Esse conjunto de erros levou ao colapso uma empresa que, durante um bom tempo, foi uma das grandes promessas do mundo dos negócios. Não se pode culpar o ambiente externo. Enquanto a WeWork pedia recuperação judicial, a IWG, presente em 120 países, reportava lucros recordes. Em agosto do ano passado, informou um crescimento de 48% nos lucros operacionais (um misto de aumento de receita e corte de custos), chegando a 198 milhões de libras esterlinas.
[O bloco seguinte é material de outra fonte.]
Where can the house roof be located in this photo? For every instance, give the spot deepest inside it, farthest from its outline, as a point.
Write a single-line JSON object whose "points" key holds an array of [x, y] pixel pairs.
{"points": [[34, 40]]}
Mesmo a WeWork na América Latina (desde 2021 uma entidade separada majoritariamente pertencente ao SoftBank Latin America), as operações no Brasil, Argentina, Chile, Colômbia e México tiveram no primeiro semestre de 2023 uma receita 31% maior que no mesmo período do ano anterior.
Por que por aqui foi diferente? “Aqui a WeWork fechou contratos de prazo mais longo com seus locatários”, diz Nakagawa. Ele próprio chegou a trabalhar num escritório da WeWork, dentro do InovaBra, do Bradesco. “O Cubo, aceleradora de empresas do Itaú, aluga 100% do prédio na Vila Olímpia, em São Paulo; o InovaBra, uns 80%”, diz Nakagawa. Se a WeWork original desaparecer, é provável que sua subsidiária se torne completamente independente; ou que outras empresas assumam o negócio.
“De modo geral, o que aconteceu com a WeWork foi um alinhamento de tempestades: o descasamento de fluxo de caixa, uma avaliação alta demais e, finalmente, a pandemia”, resume Nakagawa. As duas primeiras foram feridas graves, e autoinfligidas.